# replace ceiling fan with ceiling light



## pglc (Jun 8, 2009)

Replaced ceiling fan and light kit with a ceiling fixture. The fan had a black, white and red wire. The new light has black and white only. The light is controlled from two switches one at the top of the stairs and one at the bottom. I connected the black and white wires and capped the red wire. the light doesn't work where does the red wire attach?


----------



## Ron6519 (Mar 28, 2007)

The two hot wires, the red and black, energized the fan and the light.
Are both these hot? Did you check them with a tester? How was the fan and light turned on?

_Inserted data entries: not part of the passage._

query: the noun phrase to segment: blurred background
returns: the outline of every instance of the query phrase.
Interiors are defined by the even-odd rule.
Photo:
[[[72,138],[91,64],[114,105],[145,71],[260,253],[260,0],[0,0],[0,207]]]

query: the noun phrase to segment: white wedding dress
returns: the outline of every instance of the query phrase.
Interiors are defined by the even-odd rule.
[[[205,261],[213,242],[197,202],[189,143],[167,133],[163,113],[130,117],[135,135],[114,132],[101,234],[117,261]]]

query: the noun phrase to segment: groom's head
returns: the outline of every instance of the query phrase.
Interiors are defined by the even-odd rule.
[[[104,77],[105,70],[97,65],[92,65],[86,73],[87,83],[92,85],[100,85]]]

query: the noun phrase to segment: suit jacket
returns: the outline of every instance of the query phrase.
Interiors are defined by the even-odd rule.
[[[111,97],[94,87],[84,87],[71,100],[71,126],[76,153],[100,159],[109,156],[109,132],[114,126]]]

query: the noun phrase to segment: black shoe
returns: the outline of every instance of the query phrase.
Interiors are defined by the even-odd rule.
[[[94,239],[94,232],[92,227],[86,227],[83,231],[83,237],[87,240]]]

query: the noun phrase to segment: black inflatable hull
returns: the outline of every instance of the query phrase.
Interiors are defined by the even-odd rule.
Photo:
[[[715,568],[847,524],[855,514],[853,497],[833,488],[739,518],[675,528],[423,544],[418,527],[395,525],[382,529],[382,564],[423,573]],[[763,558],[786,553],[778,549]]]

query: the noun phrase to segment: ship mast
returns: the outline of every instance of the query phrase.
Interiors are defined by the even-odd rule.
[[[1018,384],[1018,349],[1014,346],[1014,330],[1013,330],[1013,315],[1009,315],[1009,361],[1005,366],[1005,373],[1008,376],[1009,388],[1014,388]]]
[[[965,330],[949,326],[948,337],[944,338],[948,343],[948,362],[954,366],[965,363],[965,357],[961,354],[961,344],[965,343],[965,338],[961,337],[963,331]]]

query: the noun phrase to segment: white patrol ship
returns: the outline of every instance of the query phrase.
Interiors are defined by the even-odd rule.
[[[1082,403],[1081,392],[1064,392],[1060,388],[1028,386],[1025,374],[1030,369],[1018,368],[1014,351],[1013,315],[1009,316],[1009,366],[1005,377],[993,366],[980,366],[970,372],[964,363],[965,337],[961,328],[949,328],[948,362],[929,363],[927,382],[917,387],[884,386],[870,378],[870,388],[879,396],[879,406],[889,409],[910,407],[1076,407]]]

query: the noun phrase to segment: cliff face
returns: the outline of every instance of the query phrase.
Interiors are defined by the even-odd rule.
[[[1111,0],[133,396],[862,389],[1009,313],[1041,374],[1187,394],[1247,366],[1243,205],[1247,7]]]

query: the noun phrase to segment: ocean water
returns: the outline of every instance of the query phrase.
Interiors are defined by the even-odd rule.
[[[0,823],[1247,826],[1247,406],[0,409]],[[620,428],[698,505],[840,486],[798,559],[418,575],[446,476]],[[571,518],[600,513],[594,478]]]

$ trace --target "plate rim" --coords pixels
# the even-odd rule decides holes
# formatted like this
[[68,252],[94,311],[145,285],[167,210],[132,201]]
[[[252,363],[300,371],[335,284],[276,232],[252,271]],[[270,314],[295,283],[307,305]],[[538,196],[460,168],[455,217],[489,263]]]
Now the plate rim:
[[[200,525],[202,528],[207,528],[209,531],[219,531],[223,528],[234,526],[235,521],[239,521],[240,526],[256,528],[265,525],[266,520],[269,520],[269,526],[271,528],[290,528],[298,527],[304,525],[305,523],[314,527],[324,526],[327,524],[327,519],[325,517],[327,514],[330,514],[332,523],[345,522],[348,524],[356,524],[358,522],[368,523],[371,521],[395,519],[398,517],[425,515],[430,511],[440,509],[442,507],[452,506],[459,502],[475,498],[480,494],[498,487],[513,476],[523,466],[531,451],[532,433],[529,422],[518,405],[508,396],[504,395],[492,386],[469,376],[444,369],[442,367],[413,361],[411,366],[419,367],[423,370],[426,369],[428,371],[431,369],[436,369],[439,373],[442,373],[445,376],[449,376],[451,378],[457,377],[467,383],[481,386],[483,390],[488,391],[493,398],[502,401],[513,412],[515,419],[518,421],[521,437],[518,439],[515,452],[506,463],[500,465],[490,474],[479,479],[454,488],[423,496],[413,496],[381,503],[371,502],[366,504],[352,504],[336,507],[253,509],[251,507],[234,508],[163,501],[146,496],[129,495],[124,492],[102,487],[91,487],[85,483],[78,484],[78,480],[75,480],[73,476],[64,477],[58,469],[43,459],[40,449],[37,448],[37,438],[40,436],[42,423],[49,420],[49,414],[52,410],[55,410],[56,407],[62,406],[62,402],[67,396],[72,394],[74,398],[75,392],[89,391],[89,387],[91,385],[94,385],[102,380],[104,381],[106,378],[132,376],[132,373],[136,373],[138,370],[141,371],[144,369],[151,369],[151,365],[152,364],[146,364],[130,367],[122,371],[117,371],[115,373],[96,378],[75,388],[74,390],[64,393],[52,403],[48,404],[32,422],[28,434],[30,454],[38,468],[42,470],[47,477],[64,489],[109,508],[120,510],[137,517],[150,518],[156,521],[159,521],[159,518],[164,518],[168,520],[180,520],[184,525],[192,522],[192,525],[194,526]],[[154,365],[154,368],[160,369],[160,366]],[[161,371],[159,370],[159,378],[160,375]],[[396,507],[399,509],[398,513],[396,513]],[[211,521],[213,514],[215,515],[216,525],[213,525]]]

Was there one switch for the light and the fan turned on with the fan pull chain? 
Did you write down which color wire was attached to the light(usually a blue wire in the fan)? 
At the switch, which color wire goes to the fan(from the switch)?
I find it good practice to understand what wire is doing what before I just disconnect a muli wire device. Usually I would make a diagram and label it. This way you can re construct the original set up to figure out the solution to the puzzle.
Just slapping wires together is not the way to work with electricity. You really need to understand the path of the currents flow.
Ron


----------



## pglc (Jun 8, 2009)

Ron6519 said:


> The two hot wires, the red and black, energized the fan and the light.
> Are both these hot? Did you check them with a tester? How was the fan and light turned on? Was there one switch for the light and the fan turned on with the fan pull chain?
> Did you write down which color wire was attached to the light(usually a blue wire in the fan)?
> At the switch, which color wire goes to the fan(from the switch)?
> ...


Ron, I thought this was going to be a simple task of taking the fan down install a new light fixture. I haven't checked the power yet that's on today's list of things to do. Here is the wire set up: 

the old fan had a light kit, black wire, white wire, red wire. The electrical box in the ceiling has two black wires tied together that the black wire from the fan was attached, two white wires tied together that the white wire from the fan was attached and a red wire that attached the red wire to the fan. The new light only has two wires black and white. The interesting part of the red wire from the old fan had a tag that read " to the light"


----------



## Ron6519 (Mar 28, 2007)

With the 3 way switch set up, the wiring can be tricky. Each switch has a "common" screw which is a different color from the other 2 screws. On one switch the common screw has the incoming power, The other common goes straight to the light. Check the two switches and see which one has the incoming power. The other switch will go to the light. Check to see what color the wire is and make sure that wire is attached to the light.
Did you move any of the wires attached to either switch?
Do you know where the capped red wire goes?
Ron.


----------



## joed (Mar 13, 2005)

Connect the light to the red and white and cap the black. The blacks are unswitched power so the fan will always work. The red should be switched power that was used for the light.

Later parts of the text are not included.